Constraints with custom logic

Check constraints allow you to easily create custom rules on your tables. A simple and straightforward example would be if we have an ecommerce store and want to ensure all prices are greater than 0:

CREATE TABLE products (
    product_no integer,
    name text,
    price numeric CHECK (price > 0)
);

Beyond very basic checks such as for positive prices, you could get more clever. The Postgres docs actually give us a great example (you want to make sure sale prices are cheaper than the original price):

CREATE TABLE products (
    product_no integer,
    name text,
    price numeric CHECK (price > 0),
    sale_price numeric CHECK (sale_price > 0),
    CHECK (price > sale_price)
);

And of course you can get quite clever and fun here. Let’s say you’re creating a dating site for math fans and one of the profile questions is your favorite fibonacci number. Here we can first create a function that checks if a function is a fibonacci number:

CREATE OR REPLACE FUNCTION is_fib(i int) RETURNS boolean AS $$
DECLARE
 a integer := 5*i*i+4;
 b integer := 5*i*i-4;
 asq integer := sqrt(a)::int;
 bsq integer := sqrt(b)::int;
BEGIN
 RETURN asq*asq=a OR bsq*bsq=b;
end
$$ LANGUAGE plpgsql IMMUTABLE STRICT; 

Then we can create our table that uses our fibonacci check and test that it works by inserting some data:

# CREATE TABLE onlyfib( i int CHECK (is_fib(i)) );
CREATE TABLE

# insert into onlyfib values (5), (8);
INSERT 0 2

# insert into onlyfib values (6);
ERROR: new row for relation "onlyfib" violates
check constraint "onlyfib_i_check"
DETAIL: Failing row contains (6).

Exclusion constraints

Exclusion constraints are not the most common type of constraint you will use, but they are extremely useful when you’re dealing ranges in Postgres. Let’s say you’re building a class scheduling system and you don’t want to allow a student to be in two classes at the same time. Or you have a billing system that bills based on usage and a customer can only be billed one price at a time for each resource. In other words you don’t want to double bill your customer. Here the overlap (&&) operator allows us to ensure that billing records don’t overlap.

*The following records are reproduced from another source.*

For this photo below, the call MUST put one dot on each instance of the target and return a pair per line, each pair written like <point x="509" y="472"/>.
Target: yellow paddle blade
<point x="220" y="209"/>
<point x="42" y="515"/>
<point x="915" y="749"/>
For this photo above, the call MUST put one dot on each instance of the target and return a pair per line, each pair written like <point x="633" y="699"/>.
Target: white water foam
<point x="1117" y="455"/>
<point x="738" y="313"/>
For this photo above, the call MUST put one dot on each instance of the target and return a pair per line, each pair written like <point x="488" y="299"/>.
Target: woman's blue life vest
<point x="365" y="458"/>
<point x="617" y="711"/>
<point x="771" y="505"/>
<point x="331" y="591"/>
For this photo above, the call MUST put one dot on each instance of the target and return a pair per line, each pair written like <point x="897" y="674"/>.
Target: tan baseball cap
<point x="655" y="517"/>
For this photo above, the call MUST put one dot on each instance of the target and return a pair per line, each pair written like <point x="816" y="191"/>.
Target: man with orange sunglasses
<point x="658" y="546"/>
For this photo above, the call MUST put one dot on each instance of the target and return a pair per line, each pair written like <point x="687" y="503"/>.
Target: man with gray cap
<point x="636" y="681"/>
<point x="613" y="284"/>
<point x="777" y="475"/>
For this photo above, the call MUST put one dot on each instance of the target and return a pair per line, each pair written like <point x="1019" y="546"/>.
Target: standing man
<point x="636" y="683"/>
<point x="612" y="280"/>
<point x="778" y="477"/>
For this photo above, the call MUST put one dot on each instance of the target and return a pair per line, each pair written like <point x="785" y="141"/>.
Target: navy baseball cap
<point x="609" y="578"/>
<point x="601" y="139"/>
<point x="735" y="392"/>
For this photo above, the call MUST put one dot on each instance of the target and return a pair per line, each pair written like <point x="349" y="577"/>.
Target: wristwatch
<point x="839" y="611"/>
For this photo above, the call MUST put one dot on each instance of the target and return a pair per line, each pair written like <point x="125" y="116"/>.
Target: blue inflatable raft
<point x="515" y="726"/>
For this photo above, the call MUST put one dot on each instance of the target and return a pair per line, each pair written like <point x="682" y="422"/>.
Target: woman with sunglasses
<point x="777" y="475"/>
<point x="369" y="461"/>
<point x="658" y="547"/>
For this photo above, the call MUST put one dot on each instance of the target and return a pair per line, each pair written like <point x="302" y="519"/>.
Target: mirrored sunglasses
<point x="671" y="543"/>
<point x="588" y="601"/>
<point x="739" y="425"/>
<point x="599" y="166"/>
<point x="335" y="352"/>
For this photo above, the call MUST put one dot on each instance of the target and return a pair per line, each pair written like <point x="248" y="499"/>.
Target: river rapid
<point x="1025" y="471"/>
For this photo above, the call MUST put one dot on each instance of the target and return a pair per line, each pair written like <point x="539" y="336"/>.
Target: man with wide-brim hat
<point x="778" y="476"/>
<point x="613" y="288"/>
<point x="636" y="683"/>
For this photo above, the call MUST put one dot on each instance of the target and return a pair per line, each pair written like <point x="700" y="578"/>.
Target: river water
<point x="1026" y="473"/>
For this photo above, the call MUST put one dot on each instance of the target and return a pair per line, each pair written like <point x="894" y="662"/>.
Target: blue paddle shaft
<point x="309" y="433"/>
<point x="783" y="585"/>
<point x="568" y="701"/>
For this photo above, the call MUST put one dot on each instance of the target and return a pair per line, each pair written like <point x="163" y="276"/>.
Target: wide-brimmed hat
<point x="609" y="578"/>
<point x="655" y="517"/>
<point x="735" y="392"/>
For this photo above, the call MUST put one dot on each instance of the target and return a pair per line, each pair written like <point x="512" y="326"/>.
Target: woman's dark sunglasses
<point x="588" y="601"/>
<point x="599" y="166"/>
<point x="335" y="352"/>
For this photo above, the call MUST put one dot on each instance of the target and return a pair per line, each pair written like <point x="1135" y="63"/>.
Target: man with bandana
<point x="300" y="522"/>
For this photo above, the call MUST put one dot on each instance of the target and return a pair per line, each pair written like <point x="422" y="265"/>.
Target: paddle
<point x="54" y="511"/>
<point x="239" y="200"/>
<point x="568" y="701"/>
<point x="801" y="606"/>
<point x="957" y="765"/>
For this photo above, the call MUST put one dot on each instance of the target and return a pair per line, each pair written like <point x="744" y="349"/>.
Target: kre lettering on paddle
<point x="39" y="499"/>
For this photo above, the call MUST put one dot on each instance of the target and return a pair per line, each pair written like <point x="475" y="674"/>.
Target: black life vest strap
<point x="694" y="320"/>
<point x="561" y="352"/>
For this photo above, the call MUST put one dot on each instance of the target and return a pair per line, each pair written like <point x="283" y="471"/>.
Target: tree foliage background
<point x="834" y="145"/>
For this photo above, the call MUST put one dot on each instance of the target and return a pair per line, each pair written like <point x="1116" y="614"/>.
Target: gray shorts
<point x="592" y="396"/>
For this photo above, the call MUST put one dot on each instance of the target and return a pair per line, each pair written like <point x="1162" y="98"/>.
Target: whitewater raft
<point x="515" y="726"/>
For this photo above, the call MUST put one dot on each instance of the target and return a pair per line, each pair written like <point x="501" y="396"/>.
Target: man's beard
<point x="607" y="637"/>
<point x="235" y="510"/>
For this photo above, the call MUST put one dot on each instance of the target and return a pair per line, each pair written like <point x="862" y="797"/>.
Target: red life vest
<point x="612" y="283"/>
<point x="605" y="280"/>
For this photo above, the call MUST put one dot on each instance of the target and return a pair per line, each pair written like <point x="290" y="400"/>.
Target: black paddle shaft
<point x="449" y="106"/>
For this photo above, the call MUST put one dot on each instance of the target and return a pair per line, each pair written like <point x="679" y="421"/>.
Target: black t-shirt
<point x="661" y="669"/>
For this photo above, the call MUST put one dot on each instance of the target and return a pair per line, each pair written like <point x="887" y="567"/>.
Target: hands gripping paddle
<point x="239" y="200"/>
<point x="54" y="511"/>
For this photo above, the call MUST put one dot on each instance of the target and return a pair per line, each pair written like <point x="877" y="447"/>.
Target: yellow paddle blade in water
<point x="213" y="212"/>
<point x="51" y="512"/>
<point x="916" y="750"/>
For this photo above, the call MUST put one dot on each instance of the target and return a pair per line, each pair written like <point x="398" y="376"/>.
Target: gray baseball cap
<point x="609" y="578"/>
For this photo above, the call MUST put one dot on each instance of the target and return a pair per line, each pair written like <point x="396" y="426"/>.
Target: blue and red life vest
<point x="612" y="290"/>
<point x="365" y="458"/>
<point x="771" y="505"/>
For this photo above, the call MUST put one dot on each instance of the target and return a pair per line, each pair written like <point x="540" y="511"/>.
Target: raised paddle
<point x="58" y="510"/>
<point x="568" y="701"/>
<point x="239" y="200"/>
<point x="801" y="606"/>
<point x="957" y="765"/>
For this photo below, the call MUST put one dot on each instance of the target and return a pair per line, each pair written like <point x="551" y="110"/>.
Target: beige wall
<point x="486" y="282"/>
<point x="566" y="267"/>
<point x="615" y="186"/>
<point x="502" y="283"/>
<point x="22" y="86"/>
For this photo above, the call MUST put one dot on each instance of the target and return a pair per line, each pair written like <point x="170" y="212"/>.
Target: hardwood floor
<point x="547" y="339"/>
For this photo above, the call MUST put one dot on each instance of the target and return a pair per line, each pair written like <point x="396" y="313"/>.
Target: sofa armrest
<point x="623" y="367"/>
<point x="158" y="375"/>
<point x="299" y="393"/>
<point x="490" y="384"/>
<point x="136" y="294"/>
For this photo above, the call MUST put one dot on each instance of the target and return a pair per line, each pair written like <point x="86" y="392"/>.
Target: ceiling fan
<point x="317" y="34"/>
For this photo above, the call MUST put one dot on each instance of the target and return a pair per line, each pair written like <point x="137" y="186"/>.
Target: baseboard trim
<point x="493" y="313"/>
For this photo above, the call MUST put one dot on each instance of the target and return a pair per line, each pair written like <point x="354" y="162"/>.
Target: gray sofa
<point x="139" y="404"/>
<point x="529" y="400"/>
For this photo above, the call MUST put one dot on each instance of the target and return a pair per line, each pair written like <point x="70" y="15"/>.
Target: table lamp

First let’s create our billings table:


CREATE TABLE billings (
 id uuid NOT NULL,
 period tstzrange NOT NULL,
 price_per_month integer NOT NULL
);

Now with the overlap operator we can create a constraint that excludes any values from existing that would overlap:

ALTER TABLE billings
ADD CONSTRAINT billings_excl
EXCLUDE USING gist (
 id WITH =,
 period WITH &&
);

The takeaway: if you’re dealing with from/to ranges give exclusion constraints a closer look.

Datatypes as database constraints

Okay so datatypes aren’t really constraints, except they very much can be. Using datatypes specific to what you’re doing will ensure a level of correctness of the data just as much as the above constraints will. Want to ensure tweets aren’t longer than 140 characters, make sure you set your tweet column to varchar(140) and not to text.

But there is much more than just ensuring text lengths. As we mentioned earlier you have range types for from and to values. You have IP datatypes to ensure something is a valid IP. You have range types which allow you to have a to and from. You have booleans for true or false. You have JSONB for unstructured document storage.

Keep your data safe with constraints

Application code changes happen all the time, database schema changes are far less frequent. Spending extra time ensuring your data is correct has great return on the time you put in. It’s a lot easier to catch bad data before it goes in than it is to clean it up after the fact. At Citus Data we value our data and deeply about the safety and quality of it, we hope you find these tips for working with constraints a valuable tool in your toolbox.